Broadcom shares are up 12% this year after more than doubling last year on investor optimism for the company’s custom chips for artificial intelligence. In March, Broadcom CEO Hock Tan said it was developing AI chips with three large cloud customers.
Broadcom said that it had $4.4 billion in AI revenue during the quarter, attributing the sales to its networking parts that connect complicated server clusters.

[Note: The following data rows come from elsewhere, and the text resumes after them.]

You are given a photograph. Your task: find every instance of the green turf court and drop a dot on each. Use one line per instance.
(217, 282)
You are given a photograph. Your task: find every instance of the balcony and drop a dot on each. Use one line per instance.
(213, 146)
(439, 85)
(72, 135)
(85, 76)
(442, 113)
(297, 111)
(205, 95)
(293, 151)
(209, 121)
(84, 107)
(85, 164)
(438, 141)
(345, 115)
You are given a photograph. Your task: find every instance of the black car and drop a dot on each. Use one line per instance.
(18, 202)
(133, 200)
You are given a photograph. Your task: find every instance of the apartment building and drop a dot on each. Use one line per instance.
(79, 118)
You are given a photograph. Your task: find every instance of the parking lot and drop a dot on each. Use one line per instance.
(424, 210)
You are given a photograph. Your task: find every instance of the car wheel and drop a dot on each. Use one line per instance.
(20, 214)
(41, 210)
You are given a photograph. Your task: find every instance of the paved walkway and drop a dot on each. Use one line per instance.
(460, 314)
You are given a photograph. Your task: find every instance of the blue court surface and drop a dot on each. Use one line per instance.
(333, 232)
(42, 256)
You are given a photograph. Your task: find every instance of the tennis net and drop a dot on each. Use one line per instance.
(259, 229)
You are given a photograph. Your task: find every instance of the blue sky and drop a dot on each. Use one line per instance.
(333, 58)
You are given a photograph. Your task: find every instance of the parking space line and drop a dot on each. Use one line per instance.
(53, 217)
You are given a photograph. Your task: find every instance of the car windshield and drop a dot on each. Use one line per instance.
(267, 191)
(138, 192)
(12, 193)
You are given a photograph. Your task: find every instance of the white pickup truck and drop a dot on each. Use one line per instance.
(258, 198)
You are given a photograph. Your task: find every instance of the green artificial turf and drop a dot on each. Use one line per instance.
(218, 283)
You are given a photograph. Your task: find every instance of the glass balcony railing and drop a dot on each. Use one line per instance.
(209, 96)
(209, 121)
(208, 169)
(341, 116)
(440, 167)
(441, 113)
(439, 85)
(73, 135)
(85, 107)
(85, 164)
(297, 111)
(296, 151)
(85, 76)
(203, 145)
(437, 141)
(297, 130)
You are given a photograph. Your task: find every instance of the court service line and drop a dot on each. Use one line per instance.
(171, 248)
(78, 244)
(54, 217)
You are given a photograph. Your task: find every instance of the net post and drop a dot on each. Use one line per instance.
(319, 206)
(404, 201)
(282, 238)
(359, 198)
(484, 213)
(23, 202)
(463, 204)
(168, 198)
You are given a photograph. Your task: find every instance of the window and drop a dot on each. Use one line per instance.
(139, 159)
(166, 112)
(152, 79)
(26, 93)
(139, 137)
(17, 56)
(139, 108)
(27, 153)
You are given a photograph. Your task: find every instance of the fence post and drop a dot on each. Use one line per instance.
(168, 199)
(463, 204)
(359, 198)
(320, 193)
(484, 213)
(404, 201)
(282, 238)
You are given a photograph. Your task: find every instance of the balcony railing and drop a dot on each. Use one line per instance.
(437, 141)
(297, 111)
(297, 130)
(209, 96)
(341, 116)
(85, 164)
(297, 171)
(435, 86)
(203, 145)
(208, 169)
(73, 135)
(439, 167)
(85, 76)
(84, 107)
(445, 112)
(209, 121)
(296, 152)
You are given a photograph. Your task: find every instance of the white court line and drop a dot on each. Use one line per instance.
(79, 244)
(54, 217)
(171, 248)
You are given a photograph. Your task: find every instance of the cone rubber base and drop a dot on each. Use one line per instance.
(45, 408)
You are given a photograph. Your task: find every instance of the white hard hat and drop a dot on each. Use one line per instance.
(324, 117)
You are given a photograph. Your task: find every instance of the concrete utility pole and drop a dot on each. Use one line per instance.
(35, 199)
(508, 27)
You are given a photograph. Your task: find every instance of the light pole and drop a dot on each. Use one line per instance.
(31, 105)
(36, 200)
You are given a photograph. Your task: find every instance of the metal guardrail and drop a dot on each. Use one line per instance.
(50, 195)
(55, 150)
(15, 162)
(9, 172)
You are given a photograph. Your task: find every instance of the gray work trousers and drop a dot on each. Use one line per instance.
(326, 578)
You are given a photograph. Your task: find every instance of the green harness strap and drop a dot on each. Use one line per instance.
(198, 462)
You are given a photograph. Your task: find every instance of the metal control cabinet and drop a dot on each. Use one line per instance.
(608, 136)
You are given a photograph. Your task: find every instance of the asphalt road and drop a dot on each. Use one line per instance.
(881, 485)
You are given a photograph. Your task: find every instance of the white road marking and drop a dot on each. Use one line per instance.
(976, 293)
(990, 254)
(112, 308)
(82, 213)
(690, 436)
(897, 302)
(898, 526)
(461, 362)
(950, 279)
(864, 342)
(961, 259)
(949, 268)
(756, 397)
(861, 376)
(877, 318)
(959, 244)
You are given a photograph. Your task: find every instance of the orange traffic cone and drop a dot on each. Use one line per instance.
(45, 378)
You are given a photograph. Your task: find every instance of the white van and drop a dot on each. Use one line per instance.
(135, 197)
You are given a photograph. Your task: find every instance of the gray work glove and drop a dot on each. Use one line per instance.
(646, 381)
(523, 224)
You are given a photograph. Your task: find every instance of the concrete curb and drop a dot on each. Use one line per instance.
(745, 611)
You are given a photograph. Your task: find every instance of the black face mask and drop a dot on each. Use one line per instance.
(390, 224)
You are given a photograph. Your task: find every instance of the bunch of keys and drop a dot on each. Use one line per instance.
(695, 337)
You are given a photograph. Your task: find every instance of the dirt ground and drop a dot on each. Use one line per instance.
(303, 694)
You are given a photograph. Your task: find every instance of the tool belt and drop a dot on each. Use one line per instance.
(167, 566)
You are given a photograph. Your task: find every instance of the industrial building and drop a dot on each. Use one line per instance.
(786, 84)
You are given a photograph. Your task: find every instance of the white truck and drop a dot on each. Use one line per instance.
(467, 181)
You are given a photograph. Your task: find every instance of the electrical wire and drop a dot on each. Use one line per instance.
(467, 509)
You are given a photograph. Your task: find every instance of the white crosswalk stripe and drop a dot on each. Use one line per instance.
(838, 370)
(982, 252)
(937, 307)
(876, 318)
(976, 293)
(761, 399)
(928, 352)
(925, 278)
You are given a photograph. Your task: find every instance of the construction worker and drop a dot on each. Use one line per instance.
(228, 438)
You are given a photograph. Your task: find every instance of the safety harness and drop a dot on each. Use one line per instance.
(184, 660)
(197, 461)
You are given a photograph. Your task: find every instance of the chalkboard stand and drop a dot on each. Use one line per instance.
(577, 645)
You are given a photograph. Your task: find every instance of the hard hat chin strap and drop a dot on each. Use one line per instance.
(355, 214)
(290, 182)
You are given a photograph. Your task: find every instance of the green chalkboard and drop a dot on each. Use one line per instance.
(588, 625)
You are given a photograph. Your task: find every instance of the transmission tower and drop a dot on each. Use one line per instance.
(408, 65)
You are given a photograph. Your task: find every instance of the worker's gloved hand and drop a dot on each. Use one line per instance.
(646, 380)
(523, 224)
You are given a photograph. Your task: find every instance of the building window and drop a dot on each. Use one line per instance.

Tan said in a statement that Broadcom expects $5.1 billion in AI chip sales in the third quarter, adding that the company’s “hyperscale partners continue to invest.”
Hyperscalers are companies that build out large cloud systems to rent out to their own customers. They include Amazon, Google and Microsoft.
Those sales are reported in the company’s semiconductor solutions business, which had $8.4 billion in revenue during the quarter, a 17% increase from last year, and above $8.34 billion analyst estimate, according to StreetAccount.
The company’s software business, which includes VMware, grew 25% year-over-year to $6.6 billion in sales, beating the StreetAccount estimate.
Microsoft Chairman and Chief Executive Officer Satya Nadella speaks during the Microsoft Build 2025, conference in Seattle, Washington, on May 19, 2025.
Jason Redmond | AFP | Getty Images
On a down day for the market, Microsoft reached a record high for the first time in 11 months.
Shares of the software giant rose 0.8% to close at $467.68. Microsoft has once again reclaimed the title of world’s largest company by market cap, with a valuation of $3.48 trillion. Nvidia has a market cap of $3.42 trillion, and Apple is valued at $3 trillion.
Microsoft last recorded a record close in July 2024. The stock is now up 11% for the year, while the Nasdaq is flat.
Tech stocks broadly dropped on Thursday, led by a plunge in Tesla, as CEO Elon Musk and President Donald Trump escalated their public beef. Musk, who was leading the Trump Administration’s Department of Government Efficiency (DOGE) until last week, has slammed the Trump-backed spending bill making its way through Congress, a spat that has turned personal.
But Microsoft investors appear to be tuning out that noise.
Microsoft CEO Satya Nadella focused on his company’s tight relationship with artificial intelligence startup OpenAI in an interview with Bloomberg, some portions of which were published on Thursday.
“Why would any one of us want to go upset that?” he told Bloomberg. Nadella told analysts in January that OpenAI had made a large new commitment with Microsoft’s Azure cloud. In total, Microsoft has invested nearly $14 billion in OpenAI.